By distinguishing between the two, children can choose what they want.
My dd would have chosen a boys toy too. None of my ds would have choosen a girls toy.

JohnCusacksWife · 11/11/2015 17:25

I think I can safely say I don't know a single, solitary boy who would be pleased to receive a pink, fluffy purse!

BondJayneBond · 11/11/2015 17:32

DS1 got a (gender neutral) purse on the cover of a magazine a few months ago. He likes that.

Bimblywibble · 11/11/2015 17:37

littleLion "Marketing is the very worst culprit."

I'm not sure. I think other adults are more of an influence on my children than marketing. In these days of cbeebies, cbbc, series link and a 'skip forward' button, I think my children see less marketing than I did as a child. They've grown up in a little bubble where pretty much, home, nursery and school have all had adults who let the child choose freely. But the real world creeps in when other children say boys don't like fairies, or urrgggh only smelly BOYS like football, or granny or a friend's mum asks DD why she had the ugly football sticker when her friend got the pretty fairy one, or other parents and children point and laugh at the boy with the pink glitter tattoo.

And you can't bring up a child in a world of nongendered items only.
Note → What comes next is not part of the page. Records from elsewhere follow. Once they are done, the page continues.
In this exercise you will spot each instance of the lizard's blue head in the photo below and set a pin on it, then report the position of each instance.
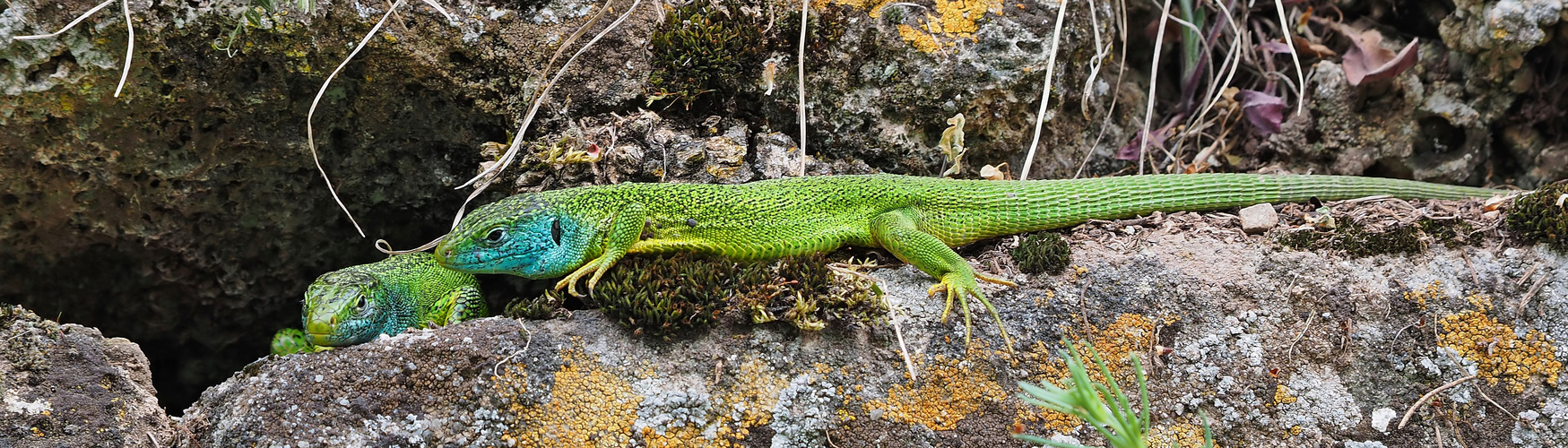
(343, 307)
(518, 236)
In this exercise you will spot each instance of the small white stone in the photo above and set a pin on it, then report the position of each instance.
(1382, 417)
(1260, 218)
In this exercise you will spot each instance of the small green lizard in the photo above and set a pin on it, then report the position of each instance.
(360, 303)
(581, 232)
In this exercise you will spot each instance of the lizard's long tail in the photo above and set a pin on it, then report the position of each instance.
(1051, 204)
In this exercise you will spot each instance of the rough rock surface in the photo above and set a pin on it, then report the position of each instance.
(68, 385)
(1278, 347)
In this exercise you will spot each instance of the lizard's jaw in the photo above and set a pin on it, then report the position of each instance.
(320, 334)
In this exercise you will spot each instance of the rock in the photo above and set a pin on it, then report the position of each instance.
(1382, 417)
(1260, 218)
(68, 385)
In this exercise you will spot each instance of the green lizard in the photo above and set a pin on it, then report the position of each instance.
(360, 303)
(581, 232)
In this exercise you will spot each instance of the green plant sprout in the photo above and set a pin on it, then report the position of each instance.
(255, 16)
(952, 144)
(1117, 420)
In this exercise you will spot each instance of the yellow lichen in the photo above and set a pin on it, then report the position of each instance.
(948, 392)
(1283, 395)
(1115, 343)
(1180, 435)
(919, 39)
(1498, 351)
(587, 408)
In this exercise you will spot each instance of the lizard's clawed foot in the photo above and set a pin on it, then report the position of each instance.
(962, 287)
(598, 267)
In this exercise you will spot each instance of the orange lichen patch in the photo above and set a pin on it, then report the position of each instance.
(1283, 395)
(948, 392)
(954, 19)
(1498, 351)
(1430, 292)
(1115, 343)
(1180, 435)
(587, 408)
(676, 437)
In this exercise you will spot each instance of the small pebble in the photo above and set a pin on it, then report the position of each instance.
(1260, 218)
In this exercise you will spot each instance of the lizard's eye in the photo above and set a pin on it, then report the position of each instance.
(496, 236)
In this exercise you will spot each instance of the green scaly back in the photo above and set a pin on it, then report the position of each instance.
(581, 232)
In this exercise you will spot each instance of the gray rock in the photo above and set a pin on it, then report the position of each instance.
(68, 385)
(1260, 218)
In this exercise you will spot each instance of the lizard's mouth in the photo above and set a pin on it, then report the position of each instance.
(318, 339)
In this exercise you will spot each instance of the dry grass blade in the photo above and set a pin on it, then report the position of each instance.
(1285, 29)
(131, 44)
(516, 142)
(1122, 69)
(1044, 91)
(309, 116)
(1093, 63)
(1155, 74)
(68, 25)
(800, 71)
(538, 99)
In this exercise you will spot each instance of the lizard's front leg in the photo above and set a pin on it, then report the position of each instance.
(624, 229)
(896, 232)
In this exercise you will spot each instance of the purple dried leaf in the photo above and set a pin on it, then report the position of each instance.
(1274, 47)
(1369, 62)
(1262, 110)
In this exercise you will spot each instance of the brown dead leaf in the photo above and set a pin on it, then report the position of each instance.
(1369, 62)
(1306, 47)
(994, 173)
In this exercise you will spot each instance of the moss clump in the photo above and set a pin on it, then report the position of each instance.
(1451, 232)
(538, 309)
(665, 295)
(1043, 253)
(705, 47)
(292, 341)
(1542, 217)
(1356, 240)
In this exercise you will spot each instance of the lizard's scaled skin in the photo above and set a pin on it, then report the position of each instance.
(584, 230)
(360, 303)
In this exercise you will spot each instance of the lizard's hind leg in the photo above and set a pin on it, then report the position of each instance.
(896, 232)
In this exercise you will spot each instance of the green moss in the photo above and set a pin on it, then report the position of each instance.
(705, 47)
(290, 341)
(1043, 253)
(1356, 240)
(667, 295)
(1542, 217)
(541, 307)
(1451, 232)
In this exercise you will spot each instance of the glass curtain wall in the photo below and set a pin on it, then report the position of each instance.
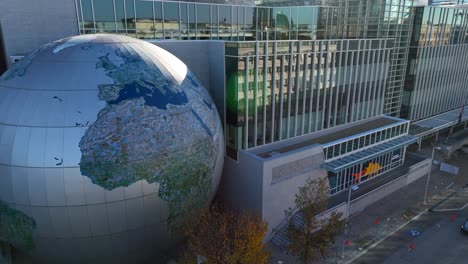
(437, 67)
(183, 20)
(365, 171)
(335, 150)
(278, 90)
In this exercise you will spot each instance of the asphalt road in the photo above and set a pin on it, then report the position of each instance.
(439, 241)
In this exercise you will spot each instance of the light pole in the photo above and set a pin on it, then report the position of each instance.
(429, 174)
(351, 188)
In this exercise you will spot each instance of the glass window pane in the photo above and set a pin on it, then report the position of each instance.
(225, 20)
(192, 26)
(104, 15)
(203, 21)
(158, 21)
(130, 14)
(120, 16)
(87, 10)
(249, 26)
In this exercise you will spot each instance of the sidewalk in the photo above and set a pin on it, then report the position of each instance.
(391, 212)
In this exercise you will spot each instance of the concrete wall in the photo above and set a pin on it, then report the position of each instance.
(29, 24)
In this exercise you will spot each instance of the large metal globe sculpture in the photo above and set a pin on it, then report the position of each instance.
(107, 145)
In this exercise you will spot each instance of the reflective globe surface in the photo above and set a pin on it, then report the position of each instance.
(107, 145)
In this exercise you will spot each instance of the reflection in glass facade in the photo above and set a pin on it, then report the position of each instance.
(182, 20)
(436, 75)
(290, 70)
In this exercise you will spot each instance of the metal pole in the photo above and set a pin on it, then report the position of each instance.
(346, 221)
(429, 175)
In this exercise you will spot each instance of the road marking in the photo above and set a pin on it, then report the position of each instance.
(387, 236)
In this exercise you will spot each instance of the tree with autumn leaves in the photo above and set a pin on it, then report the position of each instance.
(226, 237)
(313, 236)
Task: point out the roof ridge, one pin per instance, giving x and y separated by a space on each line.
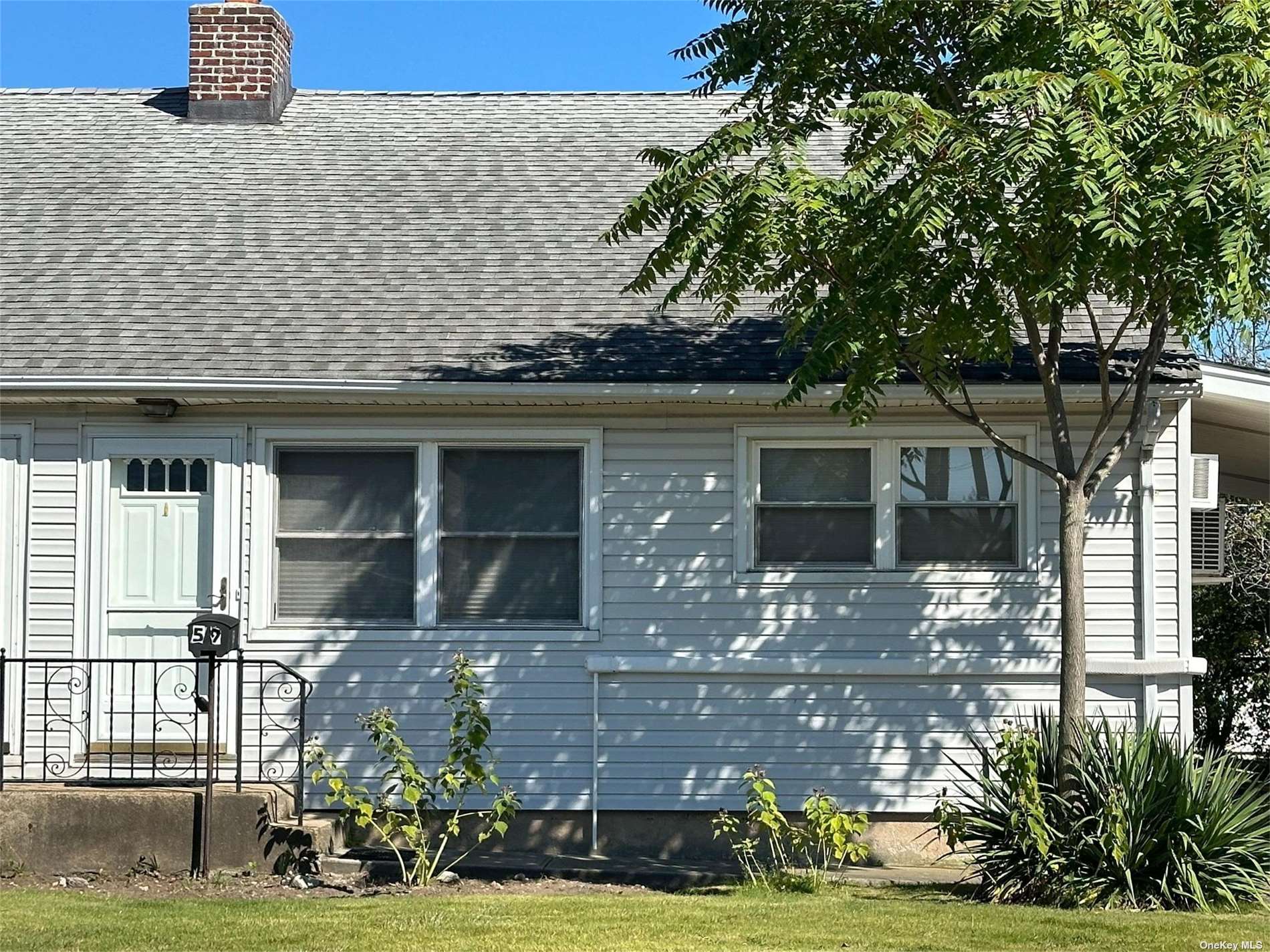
139 90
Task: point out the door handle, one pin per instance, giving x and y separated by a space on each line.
223 599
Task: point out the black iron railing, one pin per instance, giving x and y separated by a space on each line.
144 722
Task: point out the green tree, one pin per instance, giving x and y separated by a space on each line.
914 182
1232 631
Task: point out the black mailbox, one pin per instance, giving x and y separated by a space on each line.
213 634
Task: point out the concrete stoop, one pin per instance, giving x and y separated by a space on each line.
60 829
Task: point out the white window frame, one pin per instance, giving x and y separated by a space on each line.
886 444
581 534
756 499
1015 500
427 444
275 488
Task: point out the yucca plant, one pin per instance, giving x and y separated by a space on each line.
1147 823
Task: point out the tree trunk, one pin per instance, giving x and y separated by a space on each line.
1073 512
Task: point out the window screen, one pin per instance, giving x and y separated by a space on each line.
511 536
957 504
814 507
346 534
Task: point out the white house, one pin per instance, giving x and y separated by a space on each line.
355 368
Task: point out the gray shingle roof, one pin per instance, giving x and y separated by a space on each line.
404 236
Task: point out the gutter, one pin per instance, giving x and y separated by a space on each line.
1147 557
299 389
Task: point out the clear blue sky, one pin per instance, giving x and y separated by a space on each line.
446 45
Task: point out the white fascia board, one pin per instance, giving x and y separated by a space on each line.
812 668
301 389
1235 382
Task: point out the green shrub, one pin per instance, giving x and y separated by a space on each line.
789 857
423 810
1144 824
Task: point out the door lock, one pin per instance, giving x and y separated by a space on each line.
223 599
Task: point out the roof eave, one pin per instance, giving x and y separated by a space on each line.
307 390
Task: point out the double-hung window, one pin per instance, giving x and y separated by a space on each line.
511 536
344 540
815 507
957 506
479 532
884 504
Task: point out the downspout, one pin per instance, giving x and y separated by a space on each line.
1147 557
595 763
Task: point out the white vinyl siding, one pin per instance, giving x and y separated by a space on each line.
662 502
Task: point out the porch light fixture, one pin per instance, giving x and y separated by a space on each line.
158 406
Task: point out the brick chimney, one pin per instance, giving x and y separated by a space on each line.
239 63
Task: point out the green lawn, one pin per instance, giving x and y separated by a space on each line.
850 917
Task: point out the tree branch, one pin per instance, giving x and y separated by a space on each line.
1140 382
1055 410
971 416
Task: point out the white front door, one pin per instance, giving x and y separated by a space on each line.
166 557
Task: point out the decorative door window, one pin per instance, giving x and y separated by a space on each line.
158 475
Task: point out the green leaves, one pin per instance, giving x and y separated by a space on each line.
422 829
902 182
823 840
1147 823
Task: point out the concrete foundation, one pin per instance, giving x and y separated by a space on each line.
61 829
896 839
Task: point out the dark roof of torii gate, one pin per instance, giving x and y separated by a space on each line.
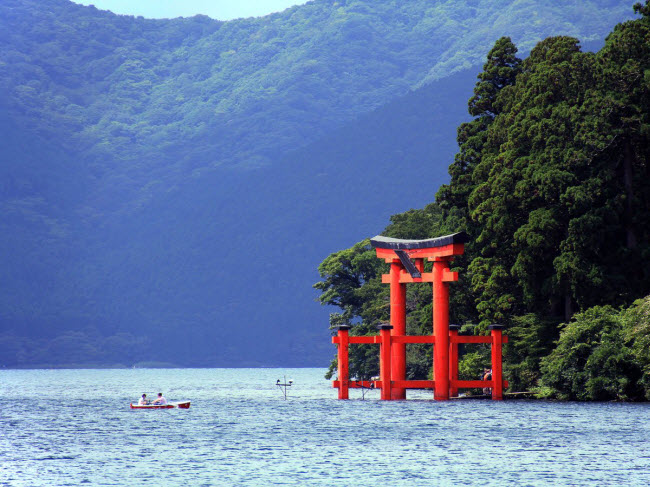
404 244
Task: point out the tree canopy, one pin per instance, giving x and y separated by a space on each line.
551 181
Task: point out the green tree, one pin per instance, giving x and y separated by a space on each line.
592 361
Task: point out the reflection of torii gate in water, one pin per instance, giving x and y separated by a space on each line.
406 259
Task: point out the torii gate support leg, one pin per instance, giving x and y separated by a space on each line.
497 357
440 331
384 361
342 358
453 359
398 321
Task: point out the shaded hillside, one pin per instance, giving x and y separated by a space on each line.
551 182
165 197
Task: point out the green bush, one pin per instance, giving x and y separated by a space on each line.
592 360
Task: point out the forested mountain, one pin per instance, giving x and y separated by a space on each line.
551 181
169 186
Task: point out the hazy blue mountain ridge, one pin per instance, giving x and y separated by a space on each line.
168 187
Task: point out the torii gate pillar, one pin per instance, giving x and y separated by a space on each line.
406 259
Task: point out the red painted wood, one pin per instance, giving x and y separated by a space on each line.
398 320
343 364
497 357
415 339
385 357
453 363
441 331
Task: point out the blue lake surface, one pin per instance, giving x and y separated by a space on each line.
75 427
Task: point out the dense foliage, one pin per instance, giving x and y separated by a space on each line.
551 182
167 187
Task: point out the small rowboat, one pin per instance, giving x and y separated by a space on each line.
169 405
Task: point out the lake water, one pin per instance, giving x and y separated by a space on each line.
74 427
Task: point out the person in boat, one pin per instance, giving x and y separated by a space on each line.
160 400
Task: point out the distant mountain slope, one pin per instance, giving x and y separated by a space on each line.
169 187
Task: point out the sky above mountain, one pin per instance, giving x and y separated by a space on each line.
217 9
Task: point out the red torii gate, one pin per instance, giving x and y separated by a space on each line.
406 259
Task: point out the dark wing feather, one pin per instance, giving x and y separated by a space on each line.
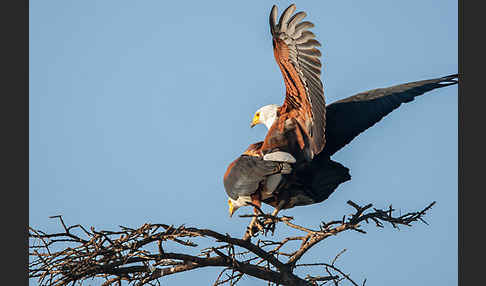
347 118
296 53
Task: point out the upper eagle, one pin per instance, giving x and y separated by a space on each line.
292 166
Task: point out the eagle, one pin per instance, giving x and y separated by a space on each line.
292 166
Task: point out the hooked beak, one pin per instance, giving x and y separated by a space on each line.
255 121
231 208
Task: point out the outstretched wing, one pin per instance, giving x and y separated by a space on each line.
348 117
296 53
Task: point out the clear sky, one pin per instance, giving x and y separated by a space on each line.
137 108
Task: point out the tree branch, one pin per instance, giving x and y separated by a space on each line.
138 255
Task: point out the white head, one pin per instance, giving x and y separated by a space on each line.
236 204
266 115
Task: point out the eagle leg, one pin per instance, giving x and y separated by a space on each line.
270 223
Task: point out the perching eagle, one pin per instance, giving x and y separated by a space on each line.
292 166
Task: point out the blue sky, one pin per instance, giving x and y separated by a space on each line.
137 108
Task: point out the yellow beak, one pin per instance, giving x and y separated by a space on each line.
231 208
255 121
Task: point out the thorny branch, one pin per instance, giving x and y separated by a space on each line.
139 256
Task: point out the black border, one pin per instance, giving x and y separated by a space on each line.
15 136
472 127
15 119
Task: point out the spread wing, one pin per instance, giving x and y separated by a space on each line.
296 53
348 117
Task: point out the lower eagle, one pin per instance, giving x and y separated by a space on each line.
293 165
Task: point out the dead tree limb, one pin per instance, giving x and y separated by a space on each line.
139 256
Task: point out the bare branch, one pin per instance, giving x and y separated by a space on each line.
139 256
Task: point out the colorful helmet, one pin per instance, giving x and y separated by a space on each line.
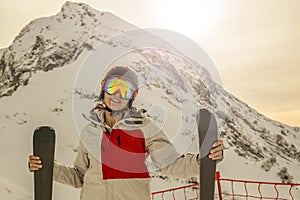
123 72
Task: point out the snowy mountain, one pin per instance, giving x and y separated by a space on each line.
39 80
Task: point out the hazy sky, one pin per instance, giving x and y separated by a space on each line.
255 44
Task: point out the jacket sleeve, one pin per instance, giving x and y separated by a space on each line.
169 161
73 176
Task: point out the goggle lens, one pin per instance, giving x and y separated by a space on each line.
115 84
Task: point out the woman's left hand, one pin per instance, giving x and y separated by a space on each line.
217 151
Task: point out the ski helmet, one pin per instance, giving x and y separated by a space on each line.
123 72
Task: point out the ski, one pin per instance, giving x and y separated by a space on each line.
44 147
208 134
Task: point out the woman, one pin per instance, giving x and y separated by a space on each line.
115 144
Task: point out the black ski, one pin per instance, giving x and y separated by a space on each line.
208 134
43 146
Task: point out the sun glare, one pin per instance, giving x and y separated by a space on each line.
190 17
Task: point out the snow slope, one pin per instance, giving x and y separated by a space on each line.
38 76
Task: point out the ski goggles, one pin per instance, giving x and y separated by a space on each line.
113 85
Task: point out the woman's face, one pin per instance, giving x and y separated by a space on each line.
114 101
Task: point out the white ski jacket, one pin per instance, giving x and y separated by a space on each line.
110 163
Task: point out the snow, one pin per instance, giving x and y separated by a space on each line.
48 100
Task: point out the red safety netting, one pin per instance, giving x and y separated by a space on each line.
234 189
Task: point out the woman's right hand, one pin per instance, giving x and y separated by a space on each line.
34 163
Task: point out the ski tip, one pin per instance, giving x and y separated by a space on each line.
40 128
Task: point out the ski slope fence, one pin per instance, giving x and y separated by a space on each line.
234 189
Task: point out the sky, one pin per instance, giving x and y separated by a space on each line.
254 44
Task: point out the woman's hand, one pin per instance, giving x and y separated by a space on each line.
217 151
34 163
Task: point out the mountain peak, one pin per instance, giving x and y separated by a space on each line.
70 8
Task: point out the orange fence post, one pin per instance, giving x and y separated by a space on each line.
218 175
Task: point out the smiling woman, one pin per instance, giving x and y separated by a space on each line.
192 18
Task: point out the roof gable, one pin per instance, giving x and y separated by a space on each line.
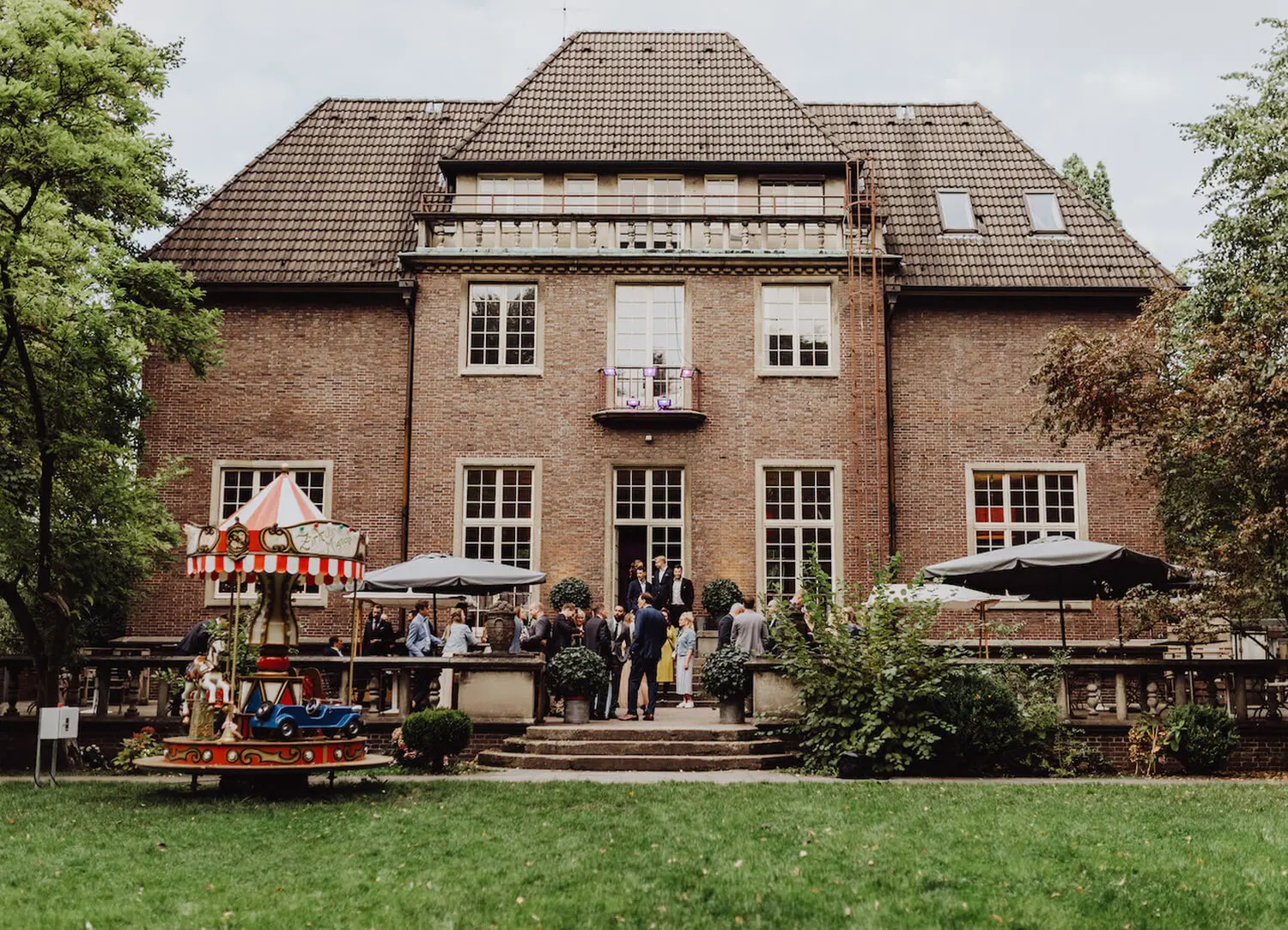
649 97
966 147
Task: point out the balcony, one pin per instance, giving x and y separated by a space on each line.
651 397
682 223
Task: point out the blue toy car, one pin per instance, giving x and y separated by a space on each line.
288 721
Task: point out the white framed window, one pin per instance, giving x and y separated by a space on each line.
509 193
499 518
1012 504
956 211
502 329
234 482
796 330
649 502
581 192
1043 211
799 514
791 198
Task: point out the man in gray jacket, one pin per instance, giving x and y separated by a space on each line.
749 629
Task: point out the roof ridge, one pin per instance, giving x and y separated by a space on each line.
487 119
1081 196
236 177
767 72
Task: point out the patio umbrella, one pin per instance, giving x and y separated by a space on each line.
1059 568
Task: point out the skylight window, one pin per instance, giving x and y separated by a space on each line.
1045 213
956 211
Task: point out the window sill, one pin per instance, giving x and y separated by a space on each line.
501 371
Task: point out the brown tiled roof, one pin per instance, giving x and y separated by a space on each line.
965 146
329 203
649 97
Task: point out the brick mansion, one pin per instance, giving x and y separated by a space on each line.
649 303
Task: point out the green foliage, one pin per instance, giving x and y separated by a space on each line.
1202 737
577 672
571 592
1200 381
428 737
1094 187
878 693
719 595
724 674
80 177
139 746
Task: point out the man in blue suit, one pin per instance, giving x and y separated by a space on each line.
646 652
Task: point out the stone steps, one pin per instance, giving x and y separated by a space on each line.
634 763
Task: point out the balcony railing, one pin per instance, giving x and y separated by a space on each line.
679 223
649 396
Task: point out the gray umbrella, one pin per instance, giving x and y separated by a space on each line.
440 574
1059 568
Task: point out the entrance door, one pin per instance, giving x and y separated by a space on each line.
631 544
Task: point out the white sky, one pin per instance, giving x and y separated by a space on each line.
1107 79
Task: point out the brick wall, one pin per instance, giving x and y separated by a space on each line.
301 379
958 394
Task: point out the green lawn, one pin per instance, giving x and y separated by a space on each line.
469 854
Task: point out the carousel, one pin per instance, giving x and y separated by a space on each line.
272 726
You can only affect their perception of how gendered they are - butterflies and football exist whether you like it or not. We get to influence whether our children see them as "only for girls/boys" or not, but their friends, and therefore their friends' parents, also influence it.

VestalVirgin · 11/11/2015 17:37

What on Earth is wrong with girls toys and boys toys, and with a girl being girly and a boy being boyish in their preferences? Why do genders necessarily need to be blended?

Because most "girl toys" are not toys but things that only serve the purpose of grooming girls to become men's sextoys.

Hair decoration? Not a toy. Purse? Also not a toy. Doll? A toy, but with rather limited play options if the doll is visibly a baby.

Gender is a hierarchy with women at the bottom. It is not good for girls.

And as for pink fluffy unicorns, which are legitimately toys ... just look at the male fans of My Little Pony ... yes, boys would like to play with that.

EduCated · 11/11/2015 17:39

Pretty Nothing wrong with it at all, its the assumption that all girls like the same things, and all boys, with no overlap.

New That's the thing, it's not new at all. The whole stereotyping shebang has got so much worse in recent years. I don't remember such stark pink and blue/girl and boy divides when I was younger, compared with what we see now, and I'm only in my twenties.

CrohnicallyAspie · 11/11/2015 17:39

DD got a lovely gender neutral gift out of the kid's lucky dip run by my local parish council. It was a ceramic bonbon dish...

As a child I would also go for the blue, as I do for DD if she gets one of those pink/blue kinder eggs.

AuntieStella · 11/11/2015 17:40

"What on Earth is wrong with girls toys and boys toys, and with a girl being girly and a boy being boyish in their preferences?"

What makes a choice 'boyish' or 'girly' though? It's only habit, and quite limiting really.

"Why do genders necessarily need to be blended?"

They don't. Just let toys be toys, and let them choose, free of expectation that 'this is for type A and that is for type B'. And for a tombola, where they will choose unseen, it's best to have items with the broadest possible appeal.

"Only on MN I come across such insistence on gender-neutral upbringing."

That's a strength of a large website such as this. It takes you beyond your immediate (probably endogamous) circle.